Another advantage: Millions of tress will be spared. The paperwork involved just for new hires on a film or TV production, for instance, used to be mountainous. Now, it all can be done with a few clicks on a keyboard. “The start paperwork is great,” says Oberman. “You used to write your first name five times on a piece of paper. Now you’ll only enter your information once.”

And storing documents in the cloud — rather than on paper or in bankers’ boxes stacked inside acres of warehouse space — could save entire forests. Plus, access to those digitized records is near-instantaneous (as opposed to the days, or even weeks, it can take to track down a paper stub). “You get more data in real time, and you can make better decisions,” says Belcher. “Ultimately, it will help you save money and create efficiencies or give you a heads up if something doesn’t look right.”

Despite the infamous 2014 Sony hack, most payroll-service execs say they aren’t too concerned about the security of digital information. Several of the firms use Amazon’s cloud service to store their data, which seems to reassure their clients. “When you say ‘Amazon,’ that usually puts people at ease,” says Finn. “Amazon has so much redundancy and security — even Netflix uses the Amazon cloud.”

Still, for all the advantages, there are some digital holdouts. Though doing business digitally is comparable in cost to paper-based procedures, the upfront training is time-consuming. For clients, who are usually in a hurry to meeting production deadlines, new procedures can be seen as a drag. “There’s always a sense of urgency in Hollywood,” says Oberman. “Telling a client, ‘We’re going to have to train your accountant,’ often elicits a response like, ‘I don’t have time to learn it on this show. Maybe the next one.'”

Kristofer King, vice president of ABS Entertainment, which caters to independent filmmakers, says his firm is wary regarding today’s technology. “We gave it a shot, and it didn’t really work,” he admits. In 2016, ABS tried rolling out an outside company’s software program to its clients, but the learning curve was too steep. “We got pushback,” he says. “It just wasn’t working.” Still, his company will try again, this time with software designed in-house. “Our goal would be to get some accounting and timecard software in the test stages by the end of the year.”

Some clients are more adaptable to digital than others. Directors, for example, tend to be old-school. “They’re still making call sheets on Microsoft Excel, making photocopies and handing them out on set,” says Oberman. “Soon that will be sent via text. All these tools that are used in everyday life are slowly creeping into the entertainment industry.”

Belcher believes the age of clients plays a big role in how enthusiastic they are about digital. “If you’re training my son, who’s 25, he’s all about it,” he says. “If you’re training me, it takes longer. Even though I believe in it and I see the reason and the rationale behind it, it’s more difficult for me to adapt.”

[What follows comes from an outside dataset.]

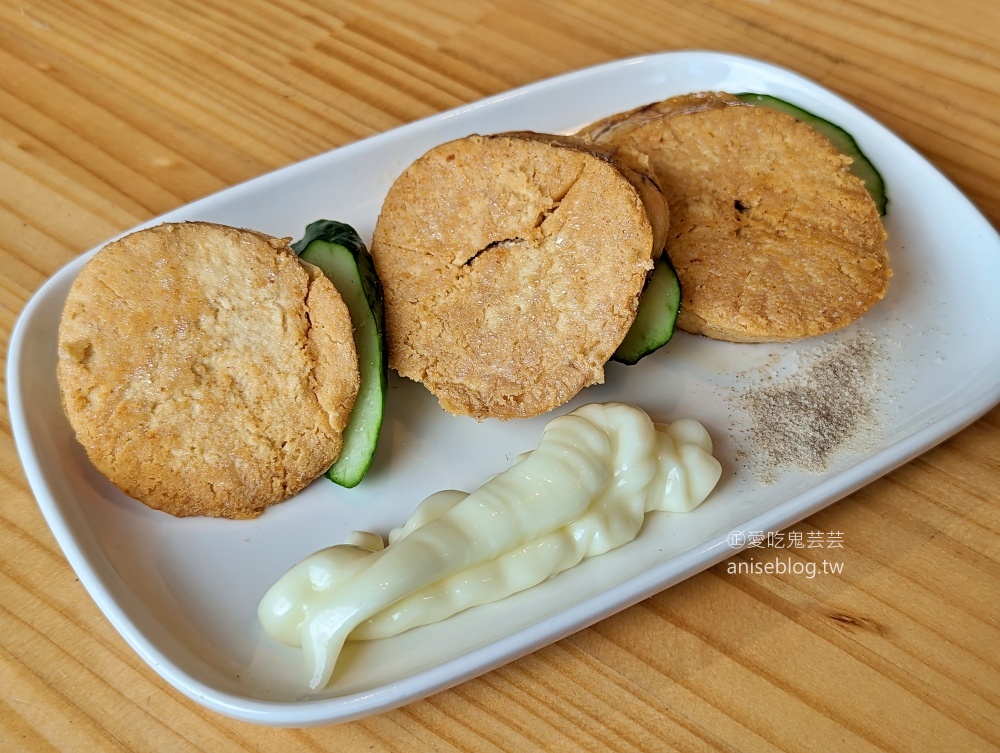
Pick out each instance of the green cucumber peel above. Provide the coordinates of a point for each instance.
(844, 142)
(656, 316)
(339, 252)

In the end, though, even directors will have to step away from the Xerox machine and join the 21st century as more and more of the paperwork goes digital. “If you’re doing a shoot in the middle of nowhere in Alaska and you don’t have cellphone service or Wi-Fi, you’re forced to use paper at that point perhaps,” says Tim Hale, chief talent officer at Extreme Reach (formerly PES Payroll), which will be 90 percent digital in the next two years. “Frankly, I can’t really think of a downside.” Within five years, he predicts, people will be questioning why paper was ever invented in the first place.

“This is going to be a very interesting thing to watch,” says Goldstein. “It doesn’t happen often in industries to completely revolutionize the way people work. Payroll tomorrow is going to look a lot different than it does today.”